Animated film and Fine Arts
The first animated films were based on drawing, therefore we have kept calling them cartoons, and the new ones still go by the same name, even though they are made with the help of computer software. We certainly remember the two-minute film Phantasmagoria (1908) by the Frenchman Emile Cole and his dynamic little man, drawn on paper, who is experiencing a series of impossible transformations. Let us also remind ourselves of the greatest American comic artist Windsor McKay, who in the film Gertie the Dinosaur (1914) made a bet with his friends that he would manage to start the naughty ink-born Gertie on a piece of paper. A large number of exceptional artists of the animated medium come from the nursery of Fine Arts academies. In order to revive their static images and drawings, they become interested in the medium of film, posing the challenges of movement and duration, which they have to deal with. I think that the reminder of canonical animation 2D techniques, indespensable in auteur animation, will be extremely interesting to present in today’s age of cacophonous visual entertainment of uneven quality, which comes down to fast and chaotic consumption of films, in which these techniques are (almost) extinct. In the lecture, I will look, through photographs and parts of films, at the works of many animation artists who have made their best films in the technique of acrylics, oil paints, ink, watercolors, tempera, pastels, charcoal, graphite pencils, crayons or sand, woerking on different backgrounds. (matte celluloid, paper, glass, classic celluloid) with reference to the direct animation on the film strip, to the collage animation and to the needle screen technique. We will see why the authors chose these techniques, what effects they wanted to achieve, where it all took them and whether those same techniques still contain the challenge and magic to lead them to some new research into the wonderful medium of animation.

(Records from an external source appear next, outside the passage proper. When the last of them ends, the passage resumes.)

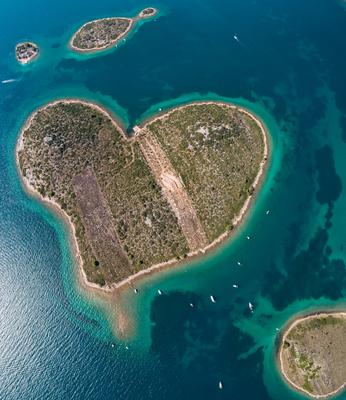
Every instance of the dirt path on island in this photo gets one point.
(98, 222)
(174, 191)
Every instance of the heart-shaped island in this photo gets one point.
(172, 189)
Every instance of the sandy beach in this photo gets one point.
(112, 293)
(282, 340)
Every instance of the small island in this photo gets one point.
(175, 188)
(312, 354)
(26, 52)
(105, 33)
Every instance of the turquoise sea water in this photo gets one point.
(289, 68)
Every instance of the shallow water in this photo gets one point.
(289, 69)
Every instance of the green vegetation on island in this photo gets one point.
(312, 354)
(217, 152)
(103, 33)
(26, 52)
(149, 199)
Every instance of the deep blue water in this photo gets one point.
(289, 68)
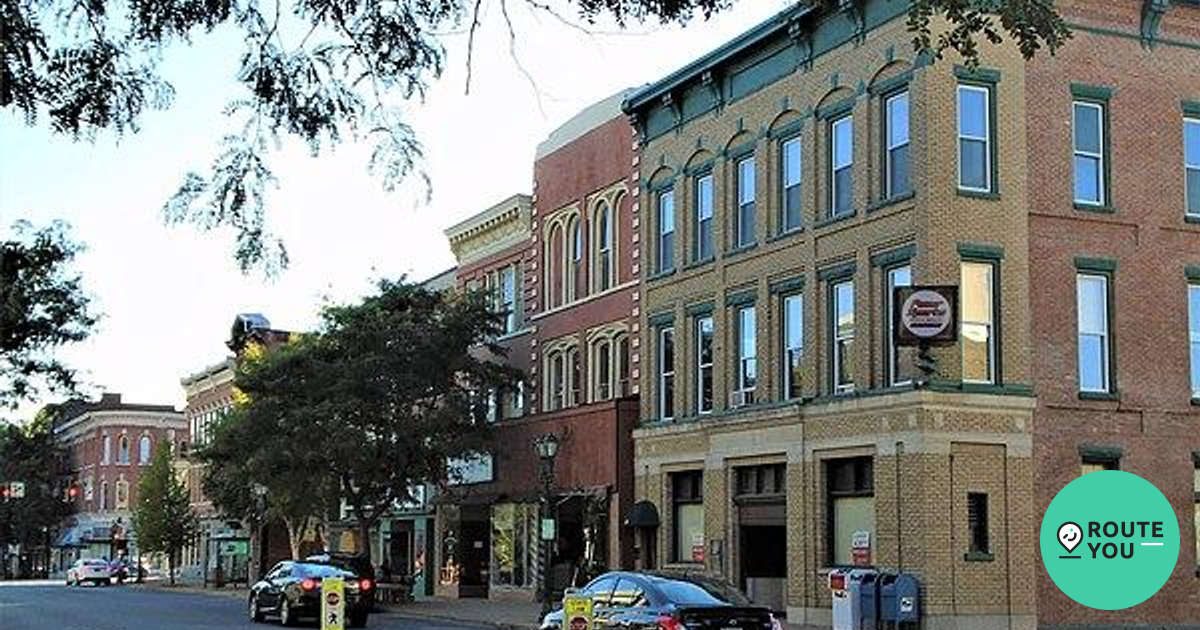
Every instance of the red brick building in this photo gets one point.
(1115, 247)
(109, 443)
(562, 265)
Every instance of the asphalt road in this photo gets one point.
(53, 606)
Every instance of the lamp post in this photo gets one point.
(547, 450)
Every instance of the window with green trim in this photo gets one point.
(975, 138)
(1089, 139)
(791, 216)
(1192, 163)
(1095, 333)
(895, 132)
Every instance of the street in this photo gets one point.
(53, 606)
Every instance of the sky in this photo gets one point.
(167, 294)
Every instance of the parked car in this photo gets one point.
(293, 589)
(667, 601)
(95, 570)
(359, 565)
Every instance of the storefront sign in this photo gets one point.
(577, 612)
(927, 315)
(333, 604)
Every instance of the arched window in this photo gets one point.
(601, 361)
(604, 274)
(123, 450)
(144, 450)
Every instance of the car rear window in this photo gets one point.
(321, 570)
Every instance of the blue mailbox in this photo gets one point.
(900, 599)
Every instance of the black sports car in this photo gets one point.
(665, 601)
(292, 589)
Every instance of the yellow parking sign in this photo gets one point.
(333, 604)
(577, 612)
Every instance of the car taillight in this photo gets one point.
(671, 623)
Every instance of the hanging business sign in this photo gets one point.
(925, 315)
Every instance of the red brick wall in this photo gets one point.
(1153, 424)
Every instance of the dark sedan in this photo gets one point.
(292, 589)
(666, 601)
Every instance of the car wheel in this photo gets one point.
(256, 613)
(286, 616)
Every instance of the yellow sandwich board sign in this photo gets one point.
(576, 612)
(333, 604)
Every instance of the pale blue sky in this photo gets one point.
(169, 294)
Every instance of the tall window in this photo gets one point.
(604, 247)
(1092, 307)
(897, 156)
(843, 336)
(507, 298)
(900, 360)
(850, 491)
(1089, 142)
(577, 287)
(745, 226)
(793, 345)
(666, 231)
(975, 138)
(705, 217)
(1192, 163)
(977, 522)
(977, 288)
(603, 366)
(123, 450)
(1194, 336)
(790, 179)
(705, 364)
(748, 353)
(841, 166)
(688, 516)
(666, 373)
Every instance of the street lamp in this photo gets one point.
(546, 447)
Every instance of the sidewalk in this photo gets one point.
(499, 613)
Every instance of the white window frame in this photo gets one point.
(1102, 185)
(990, 323)
(789, 349)
(846, 162)
(701, 366)
(666, 372)
(889, 299)
(888, 124)
(987, 137)
(1105, 335)
(744, 234)
(839, 337)
(666, 203)
(1194, 124)
(702, 215)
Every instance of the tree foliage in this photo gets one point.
(29, 454)
(42, 307)
(327, 71)
(371, 406)
(163, 519)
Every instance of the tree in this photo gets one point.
(163, 519)
(42, 307)
(375, 403)
(324, 71)
(30, 455)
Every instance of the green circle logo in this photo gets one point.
(1110, 540)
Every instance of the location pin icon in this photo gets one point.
(1069, 535)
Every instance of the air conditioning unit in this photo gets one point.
(741, 397)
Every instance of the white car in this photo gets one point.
(94, 570)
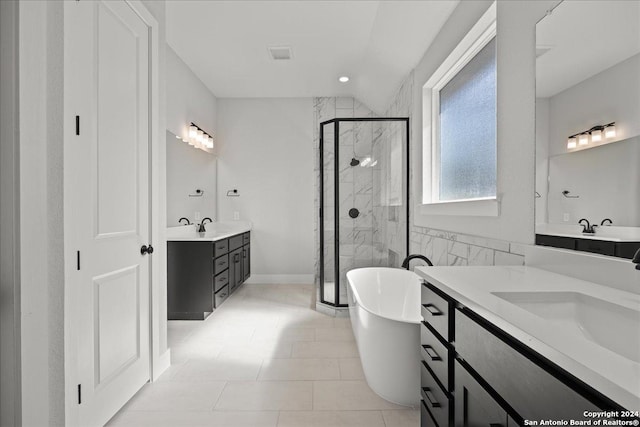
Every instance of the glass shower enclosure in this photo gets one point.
(364, 199)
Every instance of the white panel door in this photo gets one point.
(107, 172)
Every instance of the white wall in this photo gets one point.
(516, 117)
(189, 169)
(41, 222)
(10, 402)
(265, 151)
(542, 158)
(188, 100)
(610, 96)
(160, 355)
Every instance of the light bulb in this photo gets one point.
(193, 132)
(610, 131)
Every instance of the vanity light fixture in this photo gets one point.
(595, 134)
(199, 138)
(610, 130)
(583, 139)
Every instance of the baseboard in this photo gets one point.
(281, 279)
(161, 364)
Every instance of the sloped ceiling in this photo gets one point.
(375, 43)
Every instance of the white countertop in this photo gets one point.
(611, 374)
(215, 231)
(609, 233)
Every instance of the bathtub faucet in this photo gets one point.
(405, 263)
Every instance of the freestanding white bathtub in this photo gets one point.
(384, 305)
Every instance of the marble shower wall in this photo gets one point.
(358, 187)
(440, 246)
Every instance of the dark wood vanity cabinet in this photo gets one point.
(602, 247)
(189, 280)
(475, 374)
(474, 406)
(436, 350)
(201, 275)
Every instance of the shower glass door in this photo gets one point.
(364, 199)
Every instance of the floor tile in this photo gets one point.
(347, 395)
(324, 349)
(299, 369)
(402, 418)
(331, 419)
(257, 349)
(194, 419)
(176, 396)
(334, 334)
(351, 369)
(218, 370)
(342, 322)
(288, 334)
(266, 396)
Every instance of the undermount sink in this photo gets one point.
(609, 325)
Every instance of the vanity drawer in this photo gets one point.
(221, 280)
(235, 242)
(221, 295)
(437, 312)
(221, 247)
(436, 356)
(597, 246)
(221, 264)
(436, 401)
(532, 391)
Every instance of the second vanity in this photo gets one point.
(204, 269)
(511, 345)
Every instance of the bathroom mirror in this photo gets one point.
(587, 77)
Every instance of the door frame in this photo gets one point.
(159, 356)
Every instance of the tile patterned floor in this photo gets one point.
(264, 359)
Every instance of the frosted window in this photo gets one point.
(468, 130)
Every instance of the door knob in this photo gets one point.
(146, 249)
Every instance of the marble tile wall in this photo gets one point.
(444, 247)
(356, 188)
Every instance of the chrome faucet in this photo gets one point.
(405, 263)
(201, 228)
(588, 228)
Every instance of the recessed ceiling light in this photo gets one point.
(279, 53)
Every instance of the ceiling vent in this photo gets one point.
(280, 53)
(541, 50)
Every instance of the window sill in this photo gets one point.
(481, 207)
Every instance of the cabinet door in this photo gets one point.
(235, 269)
(246, 262)
(474, 406)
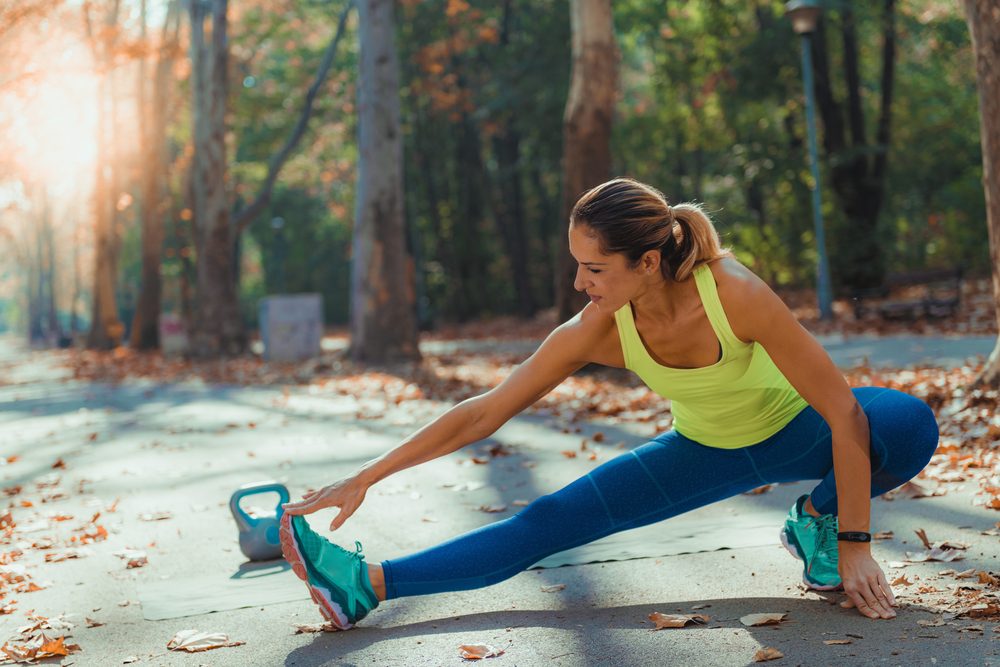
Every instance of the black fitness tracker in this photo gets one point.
(854, 536)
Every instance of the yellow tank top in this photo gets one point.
(738, 401)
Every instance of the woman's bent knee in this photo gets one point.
(909, 428)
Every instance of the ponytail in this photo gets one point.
(692, 242)
(631, 218)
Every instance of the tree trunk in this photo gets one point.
(218, 326)
(984, 23)
(586, 127)
(105, 328)
(153, 124)
(383, 323)
(857, 169)
(508, 209)
(508, 199)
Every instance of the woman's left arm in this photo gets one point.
(756, 313)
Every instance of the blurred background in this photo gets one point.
(162, 161)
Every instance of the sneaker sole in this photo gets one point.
(794, 550)
(330, 610)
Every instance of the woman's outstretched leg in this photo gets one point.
(904, 435)
(658, 480)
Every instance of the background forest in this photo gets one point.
(709, 108)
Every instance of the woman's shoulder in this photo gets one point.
(741, 292)
(595, 333)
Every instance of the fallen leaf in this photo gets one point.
(478, 651)
(769, 618)
(913, 490)
(767, 653)
(923, 538)
(676, 620)
(492, 509)
(132, 557)
(193, 641)
(315, 627)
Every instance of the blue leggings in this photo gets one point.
(663, 478)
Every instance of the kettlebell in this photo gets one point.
(259, 534)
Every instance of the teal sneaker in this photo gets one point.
(337, 578)
(813, 540)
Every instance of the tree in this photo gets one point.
(153, 119)
(218, 329)
(858, 168)
(586, 126)
(383, 319)
(983, 17)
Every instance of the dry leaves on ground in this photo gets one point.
(767, 653)
(769, 618)
(677, 620)
(479, 651)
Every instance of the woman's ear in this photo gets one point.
(650, 261)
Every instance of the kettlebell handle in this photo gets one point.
(244, 520)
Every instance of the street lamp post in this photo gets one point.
(804, 14)
(278, 224)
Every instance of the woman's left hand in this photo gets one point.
(864, 582)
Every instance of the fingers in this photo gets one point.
(310, 503)
(868, 602)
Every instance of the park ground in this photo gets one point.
(117, 470)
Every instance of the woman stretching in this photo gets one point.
(755, 400)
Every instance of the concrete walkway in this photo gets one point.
(140, 448)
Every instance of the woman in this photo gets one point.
(755, 400)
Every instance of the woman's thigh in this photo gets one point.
(668, 476)
(903, 436)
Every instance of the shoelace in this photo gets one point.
(825, 526)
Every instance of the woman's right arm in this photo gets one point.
(567, 349)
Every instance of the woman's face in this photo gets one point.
(607, 279)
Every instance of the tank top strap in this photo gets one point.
(705, 282)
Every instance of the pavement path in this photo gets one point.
(142, 447)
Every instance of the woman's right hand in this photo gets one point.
(347, 494)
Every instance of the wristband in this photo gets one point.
(854, 536)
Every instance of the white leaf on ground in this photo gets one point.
(194, 640)
(769, 618)
(767, 653)
(132, 557)
(492, 509)
(676, 620)
(478, 651)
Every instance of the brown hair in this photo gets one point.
(632, 218)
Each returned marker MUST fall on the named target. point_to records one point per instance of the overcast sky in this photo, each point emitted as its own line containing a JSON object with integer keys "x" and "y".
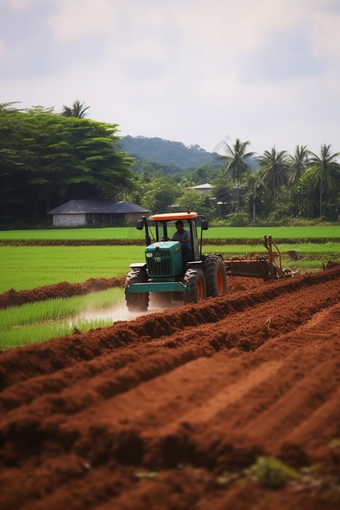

Andrijana Ružić graduated with a degree in History and Art Criticism at the Università degli Studi in Milan, Italy. She specialized in History of Animated Film under the mentorship of Giannalbert Bendazzi. The theme of her master thesis was the work of two unpredictable ghosts of the American independent animation scene, John and Faith Hubley, and their Storyboard studio in NYC. As an independent scientist, she has participated in numerous conferences dedicated to animation, presenting the works of various independent authors of animation. For the last six years, she has edited the programme dedicated to animated film at the International Comics Festival in Belgrade, Serbia. She is a member of the selection committee of Animafest Scanner, a symposium for the study of contemporary animation at the world festival of animated film Animafest in Zagreb, Croatia. She writes about animation and other arts for the Belgrade weekly Vreme. She is the author of the book Michael Dudok de Wit – A Life in Animation (CRC Focus).